Public unions and their Democratic supporters (and supported) are not going to have much luck winning the public relations battle with Republicans as long as teachers unions are front and center. Teachers unions are not— I repeat not-–primarily concerned with the welfare of schoolchildren, or the public, or the deficit, or even education. Their priority is the welfare of their membership, and if any of those other stakeholders have to take it on the chin to make sure that the teachers have good salaries, benefits and iron-clad job security, well, that’s just the way of the world.
This doesn’t make teachers unions unethical any more than lawyers are unethical to represent their clients. But it does mean that any time a teacher’s union official claims to be concerned with anything but his members, he or she is lying through their teeth. And that is unethical.
On Thursday, the head of the largest national teachers union proposed “a major concession” to make it easier and faster to fire tenured teachers who are not making the grade. The concession was prompted by a series of damaging news stories over the past few weeks, such as
- The Los Angeles school district took five years to fire six teachers for poor performance at a cost to taxpayers of $3.5 million.
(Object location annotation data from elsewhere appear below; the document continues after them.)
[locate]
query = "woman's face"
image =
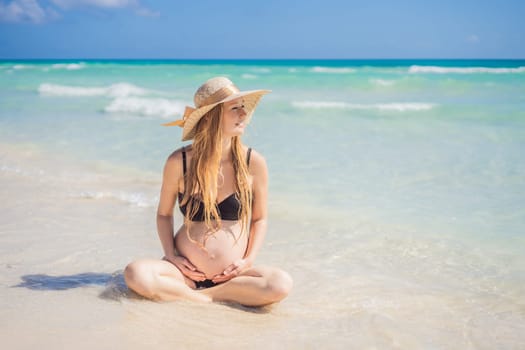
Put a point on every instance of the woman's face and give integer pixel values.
(233, 118)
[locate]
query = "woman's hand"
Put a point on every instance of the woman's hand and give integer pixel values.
(186, 267)
(231, 271)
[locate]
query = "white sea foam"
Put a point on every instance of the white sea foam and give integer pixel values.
(382, 82)
(261, 70)
(21, 66)
(395, 106)
(69, 66)
(464, 70)
(115, 90)
(156, 107)
(135, 199)
(342, 70)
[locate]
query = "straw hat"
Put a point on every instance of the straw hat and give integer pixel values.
(210, 94)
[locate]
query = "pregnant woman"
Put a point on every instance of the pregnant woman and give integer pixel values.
(221, 188)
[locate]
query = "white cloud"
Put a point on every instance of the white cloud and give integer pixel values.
(26, 11)
(66, 4)
(32, 11)
(473, 39)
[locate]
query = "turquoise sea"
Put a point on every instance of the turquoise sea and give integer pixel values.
(397, 187)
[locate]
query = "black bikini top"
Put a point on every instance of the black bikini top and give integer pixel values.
(228, 208)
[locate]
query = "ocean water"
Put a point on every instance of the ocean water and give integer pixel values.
(397, 194)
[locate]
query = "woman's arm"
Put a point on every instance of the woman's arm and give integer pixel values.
(259, 173)
(169, 191)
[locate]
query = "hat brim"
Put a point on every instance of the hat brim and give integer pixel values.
(251, 99)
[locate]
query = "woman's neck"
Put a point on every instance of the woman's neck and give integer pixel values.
(226, 150)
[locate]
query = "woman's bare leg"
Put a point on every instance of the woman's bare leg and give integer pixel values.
(160, 280)
(257, 286)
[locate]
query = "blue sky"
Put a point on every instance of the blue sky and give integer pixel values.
(262, 29)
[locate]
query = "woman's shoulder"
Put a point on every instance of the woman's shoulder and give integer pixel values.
(176, 158)
(256, 159)
(177, 155)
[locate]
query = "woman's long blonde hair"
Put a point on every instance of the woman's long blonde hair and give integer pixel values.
(202, 175)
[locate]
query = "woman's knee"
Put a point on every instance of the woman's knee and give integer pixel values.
(279, 284)
(139, 277)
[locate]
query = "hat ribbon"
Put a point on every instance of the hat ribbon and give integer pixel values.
(189, 110)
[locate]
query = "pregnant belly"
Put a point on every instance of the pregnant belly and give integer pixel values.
(220, 249)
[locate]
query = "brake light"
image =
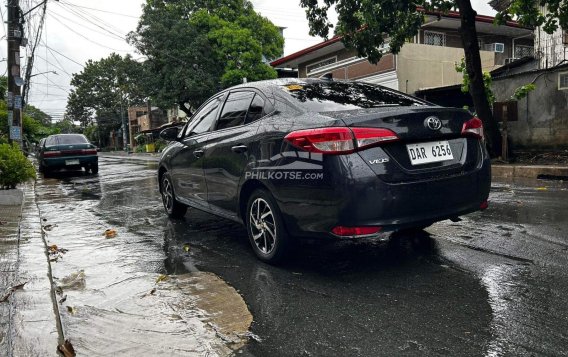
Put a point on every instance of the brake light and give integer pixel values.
(473, 127)
(323, 140)
(51, 153)
(354, 231)
(366, 137)
(339, 140)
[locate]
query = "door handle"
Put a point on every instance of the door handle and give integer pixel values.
(239, 148)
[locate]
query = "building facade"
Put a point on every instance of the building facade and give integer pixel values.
(426, 61)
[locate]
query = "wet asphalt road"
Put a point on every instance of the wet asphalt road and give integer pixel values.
(495, 284)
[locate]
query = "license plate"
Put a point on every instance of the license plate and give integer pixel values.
(424, 153)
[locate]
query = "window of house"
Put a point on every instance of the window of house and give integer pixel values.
(312, 67)
(563, 80)
(523, 51)
(434, 38)
(235, 110)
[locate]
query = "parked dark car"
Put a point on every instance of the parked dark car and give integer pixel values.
(321, 158)
(67, 151)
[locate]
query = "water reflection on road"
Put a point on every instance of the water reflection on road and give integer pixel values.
(494, 284)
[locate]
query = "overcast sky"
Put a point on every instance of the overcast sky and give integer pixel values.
(78, 30)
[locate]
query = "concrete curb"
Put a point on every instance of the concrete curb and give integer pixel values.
(528, 171)
(13, 197)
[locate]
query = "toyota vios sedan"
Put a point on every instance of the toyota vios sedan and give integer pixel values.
(296, 158)
(67, 151)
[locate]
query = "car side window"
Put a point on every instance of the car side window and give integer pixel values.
(203, 120)
(256, 110)
(235, 110)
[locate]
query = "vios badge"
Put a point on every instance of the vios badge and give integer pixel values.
(433, 123)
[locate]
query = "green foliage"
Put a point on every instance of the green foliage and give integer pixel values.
(195, 47)
(106, 86)
(487, 81)
(523, 91)
(91, 132)
(15, 168)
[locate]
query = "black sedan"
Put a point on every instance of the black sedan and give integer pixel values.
(296, 158)
(67, 151)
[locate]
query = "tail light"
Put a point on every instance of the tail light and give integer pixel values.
(89, 151)
(473, 127)
(51, 153)
(339, 140)
(355, 231)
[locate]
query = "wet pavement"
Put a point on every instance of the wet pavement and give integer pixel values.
(494, 284)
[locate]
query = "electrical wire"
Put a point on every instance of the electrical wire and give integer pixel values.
(85, 37)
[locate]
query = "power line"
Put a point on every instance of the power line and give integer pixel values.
(105, 29)
(85, 37)
(54, 66)
(61, 54)
(90, 17)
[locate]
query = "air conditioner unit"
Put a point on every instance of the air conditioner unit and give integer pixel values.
(495, 47)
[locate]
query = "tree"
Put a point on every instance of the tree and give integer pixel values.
(367, 24)
(103, 91)
(196, 47)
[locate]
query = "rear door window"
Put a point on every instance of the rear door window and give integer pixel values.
(66, 139)
(256, 110)
(204, 118)
(235, 110)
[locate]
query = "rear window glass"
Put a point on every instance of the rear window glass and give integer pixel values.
(335, 96)
(66, 139)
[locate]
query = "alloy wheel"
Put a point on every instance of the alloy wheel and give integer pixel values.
(262, 225)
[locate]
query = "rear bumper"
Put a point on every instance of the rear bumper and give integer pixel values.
(360, 198)
(62, 162)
- In Washington, D.C., 75 probationary teachers were dismissed for alleged incompetence in 2008 and 2009. One cursed at students. Another had “excessive absences and latenesses, including 24 tardies and 20 days of absences after returning from two months of sick leave for an injury.” One teacher’s lesson plans were “always sketchy or nonexistent,” according to his principal. “He has had an excessive failure rate at every marking period and has not provided any interventions for his struggling students.” One was dismissed for sending mass e-mails rebuking her supervisors to the entire staff; yet another had been “AWOL” for about a month before being terminated. One teacher did nothing in class but play DVDs. All of these and more like them ended up being reinstated by an arbitrator, with full restitution of salaries. “It’s a great day for D.C. Public Schools, ” said one of the teachers. “Who would want their children taught by any of these teachers?” asked the Washington Post editorial page, a bit more rationally.
- Worst of all is the surreal situation in New York City, where hundreds of teachers considered too inept to teach are kept out of classrooms in the so-called “rubber room”, but continue to collect full salaries and benefits.
So what was the “concession” offered in response to public and media outrage over these and other outrageous examples of bad teachers using union-negotiated requirements to keep jobs they aren’t qualified to do, at public expense?
“Under the proposal, a teacher deemed ‘unsatisfactory’ would be required to submit to an improvement plan which could last anywhere from a month to a year,” said Randi Weingarten, president of the American Federation of Teachers. “If administrators and peer experts thought the teacher had not improved, they would refer it to an arbitrator who would decide within 100 days to keep or dismiss the teacher.”
In other words, it would take as long as 15 months to remove a teacher who is unfit to be in a classroom. This would be great for the teachers involved, but bad for the budget and the children. That’s okay—the unions exist for the teachers and they are doing their jobs, fulfilling their duties.
But let’s not have any more of the nonsense about it all being for the children. If the teachers union is really interested in students and schools, let them make it possible to get rid of loafers, fools, incompetents and scam artists in the teaching ranks quickly, so they hurt as few children as possible while wasting as little money as possible. Otherwise, the teachers unions should do their jobs representing the teachers as they have been doing it, and local governments should do their jobs as most of them haven’t been doing it, standing up for the public and their kids.
And let’s see who the public thinks has their best interests in mind.